While still reminiscing about Juliet Marillier's truly exquisite Sevenwaters series I discovered earlier this year, I was simply giddy to find in my hands another one of her works, Heart's Blood. I found myself sneaking bits and pieces between classes and then impatiently urging the day forward to night where I could finally, once again open the cover and loose myself in her writing.
Escaping a past full of demons and abuse, Caitrain clings to her fathers craft of scribing. Hoping her gender will be over looked Caitrain finds herself taking a job at the fabled Whistling Tor. Where the villagers curse and shun in fright the whole of Whisting Tor, Caitrain finds exactly what she's looking for.

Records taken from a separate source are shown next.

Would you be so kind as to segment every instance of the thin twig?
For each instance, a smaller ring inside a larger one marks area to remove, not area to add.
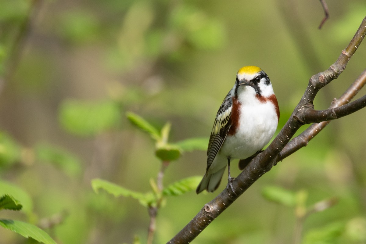
[[[163,200],[163,196],[161,192],[164,189],[163,184],[163,178],[164,177],[164,173],[167,168],[169,165],[169,162],[164,161],[161,163],[161,167],[160,170],[158,173],[158,176],[156,180],[156,185],[157,186],[157,191],[158,192],[157,194],[157,199],[156,201],[156,206],[151,206],[149,207],[149,215],[150,217],[150,223],[149,225],[149,229],[147,232],[147,244],[152,244],[154,239],[154,235],[155,233],[156,225],[156,216],[158,214],[158,210],[160,208],[161,205],[161,201]]]
[[[319,25],[319,27],[318,28],[319,30],[321,29],[321,27],[323,26],[323,25],[324,25],[324,23],[329,18],[329,11],[328,10],[328,5],[327,5],[326,3],[325,2],[325,0],[320,0],[320,3],[321,4],[322,7],[323,7],[323,10],[324,10],[324,18],[322,20],[321,22],[320,22],[320,25]]]
[[[348,103],[366,85],[366,70],[358,77],[347,90],[338,99],[335,100],[329,109],[343,106]],[[292,139],[282,150],[281,157],[277,157],[277,162],[291,155],[300,149],[306,146],[309,142],[318,135],[330,121],[324,121],[313,124],[301,134]]]

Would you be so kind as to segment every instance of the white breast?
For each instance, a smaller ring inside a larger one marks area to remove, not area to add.
[[[242,104],[237,133],[227,137],[220,152],[222,155],[246,158],[263,148],[276,132],[278,119],[274,105],[253,98]]]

The dark forest where the disquieted spirits of many roam, the odd household Whistling Tor employs and the frightening Lord Anluan that carries the curse bestowed upon his household and people for generations, would by all means be anyones keep away. But for Caitrin it is her safeguard. The safeguard keeping the very real demons of her past out.

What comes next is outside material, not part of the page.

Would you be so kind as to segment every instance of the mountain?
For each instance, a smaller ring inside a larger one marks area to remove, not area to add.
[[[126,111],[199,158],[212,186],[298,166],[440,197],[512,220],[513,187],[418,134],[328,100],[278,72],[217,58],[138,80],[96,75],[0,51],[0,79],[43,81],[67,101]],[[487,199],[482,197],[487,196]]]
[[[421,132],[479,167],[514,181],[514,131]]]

To say this was a good read would be an understatement. There is something so sweet and unrefined, so raw about Juliet Marillier's writing. She creates her characters with such art and dimension they become real and tangible, even her secondary characters are complex and well defined. While this isn't the closest retelling of Beauty and the Beast, indeed I didn't even know it was one until I read some reviews on it, (and I kind of like to think of it as it's own story) it still embodies the same wonderment and magic a fairytale does.

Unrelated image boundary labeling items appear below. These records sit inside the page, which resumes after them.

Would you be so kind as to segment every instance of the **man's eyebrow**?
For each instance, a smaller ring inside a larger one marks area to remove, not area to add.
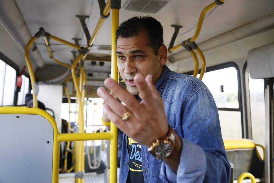
[[[131,54],[135,54],[135,53],[147,53],[141,50],[132,50],[129,52],[129,53]]]

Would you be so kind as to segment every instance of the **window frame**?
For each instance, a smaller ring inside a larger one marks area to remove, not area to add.
[[[236,69],[237,73],[237,81],[238,85],[238,101],[239,103],[239,107],[238,108],[223,108],[217,107],[218,110],[225,111],[239,112],[241,113],[241,126],[242,127],[242,134],[243,138],[246,138],[245,136],[246,134],[245,132],[246,130],[245,129],[245,125],[244,125],[243,120],[243,104],[242,100],[242,87],[241,84],[241,73],[240,69],[237,64],[233,61],[230,61],[223,64],[218,64],[216,65],[208,67],[206,68],[205,73],[208,72],[214,71],[223,69],[225,69],[231,67],[233,67]],[[194,71],[187,72],[184,73],[188,75],[192,75],[193,74]],[[198,73],[200,73],[201,69],[199,69]]]
[[[15,84],[16,84],[17,77],[20,73],[20,69],[19,67],[15,63],[12,61],[10,59],[6,57],[3,53],[0,52],[0,59],[6,63],[7,65],[11,67],[12,68],[15,70],[16,73],[16,76],[15,77]],[[15,86],[14,86],[15,89]],[[18,97],[18,93],[19,92],[19,90],[18,87],[16,87],[16,90],[14,90],[14,95],[13,97],[13,104],[12,106],[16,106],[17,105],[17,100]]]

Sucking me in from page one I was tossed and turned by the story Ms Marillier created. I loved all the characters, even the secondary ones. Caitrin was strong and smart. She struggled, she overcame, she failed, and tried again. She was everything I loved in a heroine. The household of Whistling Tor was one of my favorite. Their stories, their history, the lives they took on were each of interest to me. Marillier's writing always holds such depth and history mixed with just the right amount of fiction. She does this so artfully time and time again, the lines between actual history and fictional history blur.
While my favorite of hers belongs to her Sevenwaters series, Heart's Blood will always have a special place on my shelf, and heart. Indeed anything from Ms. Marillier will.